Boeing launches Starliner spacecraft to ISS in major milestone
Boeing's new Starliner capsule was launched Thursday on a do-over uncrewed test flight bound for the International Space Station, aiming to deliver the company a much-needed success after more than two years of delays and costly engineering setbacks.
Agencies and A News WORLD
Published May 20,2022
U.S. aerospace giant Boeing's Starliner spacecraft set off for the International Space Station (ISS) for a demonstration flight on Thursday, following years of delays.
The Boeing CST-100 Starliner and United Launch Alliance (ULA) Atlas V rocket blasted off at 6:54 pm (2254 GMT) from Cape Canaveral, Florida, Boeing said.
The unmanned test flight aims to lay the foundation for the Starliner to transport astronauts to the ISS and other low-Earth orbit destinations in the future.
NASA called the launch and orbital insertion "major milestones" which bring the U.S. "closer to having two independent crew systems flying missions to and from the space station."
The spacecraft, which is carrying about 225 kilograms of NASA cargo and crew supplies and more than 130 kilograms of Boeing cargo, is scheduled to dock to the ISS about 2310 GMT Friday.

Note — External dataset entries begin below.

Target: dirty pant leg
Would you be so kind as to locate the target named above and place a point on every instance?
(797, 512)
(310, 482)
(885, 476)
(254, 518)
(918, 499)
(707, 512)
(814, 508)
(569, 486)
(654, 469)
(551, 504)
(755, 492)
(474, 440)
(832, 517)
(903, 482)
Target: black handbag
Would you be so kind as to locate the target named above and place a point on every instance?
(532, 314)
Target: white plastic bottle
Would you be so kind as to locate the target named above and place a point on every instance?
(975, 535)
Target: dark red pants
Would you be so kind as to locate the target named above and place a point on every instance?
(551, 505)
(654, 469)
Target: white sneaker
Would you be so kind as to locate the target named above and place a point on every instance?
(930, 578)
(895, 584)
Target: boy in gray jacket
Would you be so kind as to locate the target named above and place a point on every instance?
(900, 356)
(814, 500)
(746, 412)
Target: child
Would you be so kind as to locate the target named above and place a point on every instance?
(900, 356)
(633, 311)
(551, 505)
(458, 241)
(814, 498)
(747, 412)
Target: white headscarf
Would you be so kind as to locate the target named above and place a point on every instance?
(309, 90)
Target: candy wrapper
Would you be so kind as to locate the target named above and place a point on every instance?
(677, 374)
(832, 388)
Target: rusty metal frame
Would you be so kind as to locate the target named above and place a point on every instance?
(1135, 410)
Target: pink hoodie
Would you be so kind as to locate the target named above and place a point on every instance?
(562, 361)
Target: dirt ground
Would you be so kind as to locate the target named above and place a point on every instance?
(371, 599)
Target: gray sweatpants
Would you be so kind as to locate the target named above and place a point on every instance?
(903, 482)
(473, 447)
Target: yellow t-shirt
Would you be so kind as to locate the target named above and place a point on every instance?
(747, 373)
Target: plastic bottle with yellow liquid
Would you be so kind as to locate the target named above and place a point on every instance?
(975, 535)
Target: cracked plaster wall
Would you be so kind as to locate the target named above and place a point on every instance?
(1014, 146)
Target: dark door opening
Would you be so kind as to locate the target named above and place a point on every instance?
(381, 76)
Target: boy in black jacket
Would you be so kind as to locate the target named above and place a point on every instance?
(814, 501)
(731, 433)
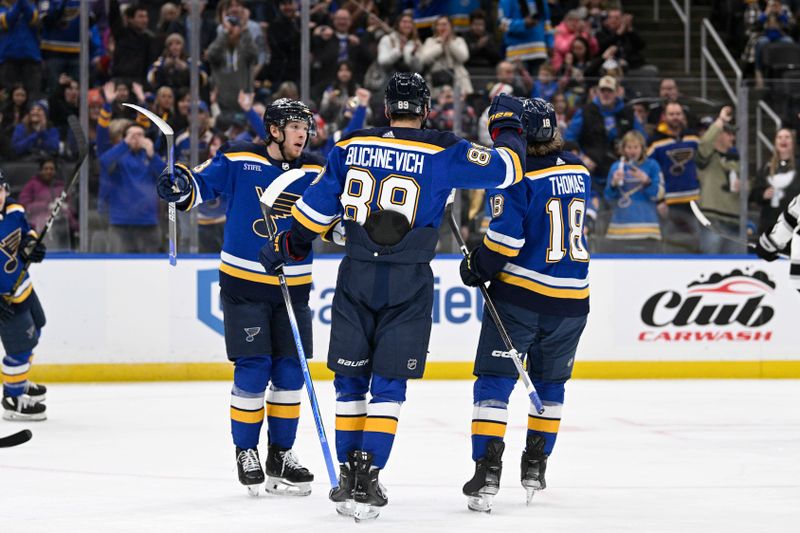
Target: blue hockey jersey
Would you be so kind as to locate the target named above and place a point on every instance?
(535, 247)
(13, 227)
(240, 172)
(407, 170)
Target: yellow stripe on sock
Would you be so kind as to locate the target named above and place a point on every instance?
(545, 425)
(248, 417)
(283, 411)
(350, 423)
(381, 425)
(491, 429)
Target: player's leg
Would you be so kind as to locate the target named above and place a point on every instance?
(550, 362)
(22, 399)
(285, 473)
(496, 377)
(248, 344)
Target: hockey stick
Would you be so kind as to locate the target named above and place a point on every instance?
(15, 439)
(267, 200)
(706, 223)
(515, 355)
(166, 129)
(83, 151)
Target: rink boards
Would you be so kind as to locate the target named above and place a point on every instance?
(139, 319)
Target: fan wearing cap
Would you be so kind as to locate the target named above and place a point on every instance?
(21, 314)
(718, 174)
(258, 338)
(536, 257)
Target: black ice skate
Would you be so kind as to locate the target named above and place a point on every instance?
(285, 475)
(23, 408)
(343, 494)
(368, 493)
(534, 463)
(484, 485)
(250, 473)
(35, 392)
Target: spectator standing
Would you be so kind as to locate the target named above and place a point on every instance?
(777, 182)
(633, 189)
(443, 55)
(134, 43)
(674, 147)
(35, 137)
(20, 55)
(526, 31)
(131, 169)
(718, 174)
(232, 56)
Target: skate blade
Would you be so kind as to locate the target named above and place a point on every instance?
(346, 508)
(480, 504)
(281, 487)
(19, 417)
(365, 511)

Starliner is a partially reusable, next-generation spacecraft consisting of a reusable crew capsule and a service module to be launched by rocket. Once certified, it will carry up to four crew members to the station.

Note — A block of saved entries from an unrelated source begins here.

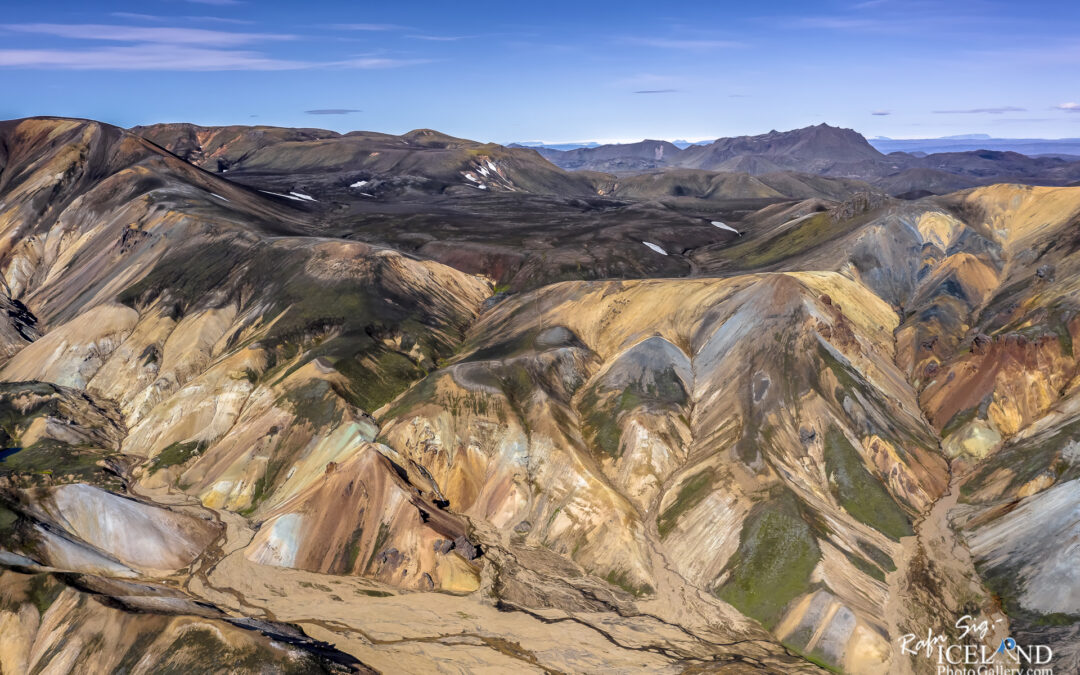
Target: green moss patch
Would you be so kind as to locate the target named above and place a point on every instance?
(772, 566)
(859, 491)
(176, 454)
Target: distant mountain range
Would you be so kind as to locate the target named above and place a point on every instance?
(968, 143)
(836, 152)
(295, 401)
(959, 143)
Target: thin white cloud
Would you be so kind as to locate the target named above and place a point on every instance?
(219, 19)
(374, 27)
(136, 16)
(998, 110)
(145, 34)
(440, 38)
(175, 57)
(667, 43)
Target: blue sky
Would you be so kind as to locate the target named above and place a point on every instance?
(555, 71)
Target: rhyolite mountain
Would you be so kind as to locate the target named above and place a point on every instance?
(331, 406)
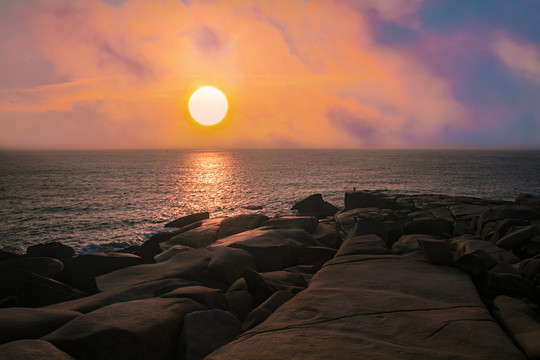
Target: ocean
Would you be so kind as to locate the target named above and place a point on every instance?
(106, 200)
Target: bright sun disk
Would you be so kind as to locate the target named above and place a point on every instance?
(208, 105)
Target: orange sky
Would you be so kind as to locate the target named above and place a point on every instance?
(91, 74)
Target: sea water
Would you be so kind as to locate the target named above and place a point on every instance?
(111, 199)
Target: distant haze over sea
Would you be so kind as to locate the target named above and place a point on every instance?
(115, 198)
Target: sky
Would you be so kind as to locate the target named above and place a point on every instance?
(116, 74)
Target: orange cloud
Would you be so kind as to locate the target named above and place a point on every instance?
(297, 73)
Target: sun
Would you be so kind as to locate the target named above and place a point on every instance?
(208, 105)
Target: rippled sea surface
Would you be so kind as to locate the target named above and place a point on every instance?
(116, 198)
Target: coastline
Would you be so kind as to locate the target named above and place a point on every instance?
(407, 275)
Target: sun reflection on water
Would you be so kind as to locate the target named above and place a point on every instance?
(208, 180)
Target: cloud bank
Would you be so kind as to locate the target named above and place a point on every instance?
(332, 74)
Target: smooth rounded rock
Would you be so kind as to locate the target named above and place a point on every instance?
(32, 350)
(206, 330)
(28, 323)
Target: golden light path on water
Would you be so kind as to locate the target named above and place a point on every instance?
(209, 180)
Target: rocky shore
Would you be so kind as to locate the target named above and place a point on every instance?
(388, 277)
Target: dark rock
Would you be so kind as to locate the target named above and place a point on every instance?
(9, 252)
(33, 290)
(467, 212)
(240, 223)
(140, 329)
(366, 227)
(188, 220)
(362, 244)
(310, 255)
(468, 244)
(306, 223)
(444, 213)
(360, 199)
(437, 226)
(258, 286)
(503, 226)
(273, 249)
(241, 302)
(530, 249)
(506, 283)
(170, 252)
(437, 252)
(31, 350)
(263, 311)
(198, 237)
(86, 267)
(517, 238)
(44, 266)
(528, 200)
(54, 250)
(462, 228)
(263, 285)
(228, 264)
(205, 331)
(409, 246)
(172, 285)
(530, 268)
(314, 205)
(328, 235)
(140, 291)
(189, 265)
(506, 212)
(212, 298)
(475, 263)
(379, 307)
(151, 247)
(522, 322)
(215, 268)
(29, 323)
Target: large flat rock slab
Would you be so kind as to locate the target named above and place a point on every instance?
(378, 307)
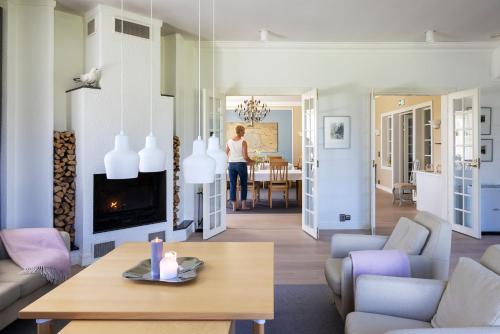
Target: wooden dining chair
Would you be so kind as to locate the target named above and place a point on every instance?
(278, 180)
(253, 186)
(274, 157)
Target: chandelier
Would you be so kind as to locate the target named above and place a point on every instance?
(252, 111)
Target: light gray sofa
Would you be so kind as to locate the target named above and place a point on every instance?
(468, 304)
(431, 261)
(18, 290)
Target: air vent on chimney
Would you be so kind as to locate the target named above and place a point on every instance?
(103, 248)
(91, 27)
(131, 28)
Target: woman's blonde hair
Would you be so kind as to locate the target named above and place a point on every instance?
(240, 130)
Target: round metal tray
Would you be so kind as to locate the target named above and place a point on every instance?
(188, 270)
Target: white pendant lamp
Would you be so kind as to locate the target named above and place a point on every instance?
(214, 150)
(199, 167)
(121, 162)
(152, 158)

The spacecraft was originally due to set off for the space station in July 2021.
The mission was postponed several times, firstly due to problems after the arrival of Russian research module Nauka, and then because of problems with the Starliner's propulsion system valves.
The U.S. aviation and aerospace firm developed and built the Starliner for NASA.
In a first test flight in December 2019, the spacecraft did not make it to the ISS, partly because of a problem with the automatic ignition of the drives.